LZGraphs is a high-performance Python library for analyzing immune receptor repertoires using Lempel-Ziv 76 compression graphs. Built on a C core, it transforms CDR3 sequences into probabilistic directed graphs that support exact probability computation, constrained sequence generation, and analytical diversity measurement — all without alignment or reference genotypes.

Example LZGraph
An LZGraph built from three CDR3 sequences. Shared prefixes form a single path; divergent suffixes branch.
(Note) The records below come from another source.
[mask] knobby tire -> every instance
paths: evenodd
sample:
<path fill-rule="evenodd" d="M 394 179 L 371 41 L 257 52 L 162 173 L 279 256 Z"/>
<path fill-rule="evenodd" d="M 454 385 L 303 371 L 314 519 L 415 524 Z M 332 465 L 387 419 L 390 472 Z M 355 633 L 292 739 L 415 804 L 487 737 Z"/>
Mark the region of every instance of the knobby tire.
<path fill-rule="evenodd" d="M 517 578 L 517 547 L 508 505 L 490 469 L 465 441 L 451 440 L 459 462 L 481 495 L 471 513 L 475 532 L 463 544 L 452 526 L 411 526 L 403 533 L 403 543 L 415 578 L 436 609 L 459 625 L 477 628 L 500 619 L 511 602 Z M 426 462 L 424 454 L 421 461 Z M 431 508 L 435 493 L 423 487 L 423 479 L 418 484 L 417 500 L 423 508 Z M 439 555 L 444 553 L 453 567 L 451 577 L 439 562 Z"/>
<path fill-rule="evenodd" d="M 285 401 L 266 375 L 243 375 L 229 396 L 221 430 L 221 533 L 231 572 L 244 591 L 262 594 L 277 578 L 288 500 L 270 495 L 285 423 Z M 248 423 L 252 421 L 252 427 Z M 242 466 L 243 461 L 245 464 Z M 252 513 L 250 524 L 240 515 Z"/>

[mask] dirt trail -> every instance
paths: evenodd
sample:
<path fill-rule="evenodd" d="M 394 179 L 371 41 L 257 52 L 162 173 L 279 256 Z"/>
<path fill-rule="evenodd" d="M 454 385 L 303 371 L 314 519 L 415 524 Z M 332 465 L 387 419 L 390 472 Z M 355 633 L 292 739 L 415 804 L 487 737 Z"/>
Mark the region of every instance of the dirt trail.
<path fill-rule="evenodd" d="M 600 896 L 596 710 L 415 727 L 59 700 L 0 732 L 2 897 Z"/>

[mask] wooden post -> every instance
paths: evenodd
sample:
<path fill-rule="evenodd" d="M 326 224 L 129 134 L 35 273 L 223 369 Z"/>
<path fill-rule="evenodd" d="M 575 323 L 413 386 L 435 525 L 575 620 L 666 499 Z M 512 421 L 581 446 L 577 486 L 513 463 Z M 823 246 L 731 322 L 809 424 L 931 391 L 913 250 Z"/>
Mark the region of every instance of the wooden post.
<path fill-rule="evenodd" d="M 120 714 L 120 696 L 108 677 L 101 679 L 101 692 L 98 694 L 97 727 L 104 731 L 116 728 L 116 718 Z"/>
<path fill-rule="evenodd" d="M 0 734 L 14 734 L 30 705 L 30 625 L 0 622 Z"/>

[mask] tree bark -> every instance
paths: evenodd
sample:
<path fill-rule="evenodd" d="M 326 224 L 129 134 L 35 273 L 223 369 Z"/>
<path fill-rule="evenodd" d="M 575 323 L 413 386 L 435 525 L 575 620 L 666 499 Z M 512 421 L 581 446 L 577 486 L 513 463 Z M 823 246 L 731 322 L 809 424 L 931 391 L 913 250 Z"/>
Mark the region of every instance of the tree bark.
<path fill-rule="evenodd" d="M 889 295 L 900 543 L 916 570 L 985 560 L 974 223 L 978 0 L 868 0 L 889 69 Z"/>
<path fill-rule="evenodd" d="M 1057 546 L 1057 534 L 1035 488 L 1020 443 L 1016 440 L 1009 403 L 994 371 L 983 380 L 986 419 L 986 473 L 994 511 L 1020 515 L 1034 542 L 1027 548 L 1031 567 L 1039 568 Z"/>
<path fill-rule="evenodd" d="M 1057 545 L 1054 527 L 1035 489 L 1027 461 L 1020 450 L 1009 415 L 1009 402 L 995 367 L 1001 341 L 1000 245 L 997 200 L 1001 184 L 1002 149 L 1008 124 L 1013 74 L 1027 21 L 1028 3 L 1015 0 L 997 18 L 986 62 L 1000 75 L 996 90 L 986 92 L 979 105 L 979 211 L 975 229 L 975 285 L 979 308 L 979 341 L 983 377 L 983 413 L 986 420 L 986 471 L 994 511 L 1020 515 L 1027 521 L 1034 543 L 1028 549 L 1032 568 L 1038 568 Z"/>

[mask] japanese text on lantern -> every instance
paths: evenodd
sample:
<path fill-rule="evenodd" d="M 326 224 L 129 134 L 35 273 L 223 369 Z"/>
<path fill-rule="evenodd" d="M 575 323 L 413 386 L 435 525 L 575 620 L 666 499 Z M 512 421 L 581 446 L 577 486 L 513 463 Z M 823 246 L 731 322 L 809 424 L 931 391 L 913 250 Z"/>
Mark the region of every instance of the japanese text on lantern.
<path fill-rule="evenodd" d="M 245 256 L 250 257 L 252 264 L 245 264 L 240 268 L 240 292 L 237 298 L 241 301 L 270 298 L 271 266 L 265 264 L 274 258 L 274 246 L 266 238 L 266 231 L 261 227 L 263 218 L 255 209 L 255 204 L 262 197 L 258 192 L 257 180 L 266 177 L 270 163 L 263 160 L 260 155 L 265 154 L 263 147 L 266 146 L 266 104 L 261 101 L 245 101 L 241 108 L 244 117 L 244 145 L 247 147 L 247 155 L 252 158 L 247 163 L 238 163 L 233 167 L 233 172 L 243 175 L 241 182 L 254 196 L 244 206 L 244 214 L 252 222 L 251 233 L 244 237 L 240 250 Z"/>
Edge weights encode transition probabilities.

Quick Start

from LZGraphs import LZGraph

graph = LZGraph(['CASSLEPSGGTDTQYF', 'CASSDTSGGTDTQYF', 'CASSLEPQTFTDTFFF'],
                variant='aap')

graph.lzpgen('CASSLEPSGGTDTQYF')          # log generation probability
graph.simulate(1000, seed=42)              # generate new sequences
graph.hill_number(2)                       # inverse Simpson diversity
graph.predicted_richness(100_000)          # richness at sequencing depth
lzg build repertoire.tsv -o rep.lzg       # build from the command line
lzg diversity rep.lzg                      # diversity report
lzg simulate rep.lzg -n 10000 > synth.txt # generate sequences

Install Quick Start


What LZGraphs does

Score sequences

Compute the exact generation probability of any CDR3 under the repertoire model with lzpgen().

Generate sequences

Simulate novel sequences via LZ-constrained random walks — with optional V/J gene constraints.

Measure diversity

Hill numbers, Shannon entropy, predicted richness, sample overlap, and sharing spectra — analytically from the graph.

Compare repertoires

Jensen-Shannon divergence, cross-scoring, and graph set operations (union, intersection, difference).

Extract ML features

Project repertoires into fixed-size feature vectors for classification, clustering, and regression.

Personalize models

Bayesian posterior updates to adapt a population graph to an individual patient.


Documentation


C Performance

Build graphs from 5,000 sequences in 80 ms. Simulate at ~5,000 seqs/sec. Save/load in < 1 ms.

LZ76 Constraints

Every simulated sequence is a valid LZ76 decomposition. No biologically impossible outputs.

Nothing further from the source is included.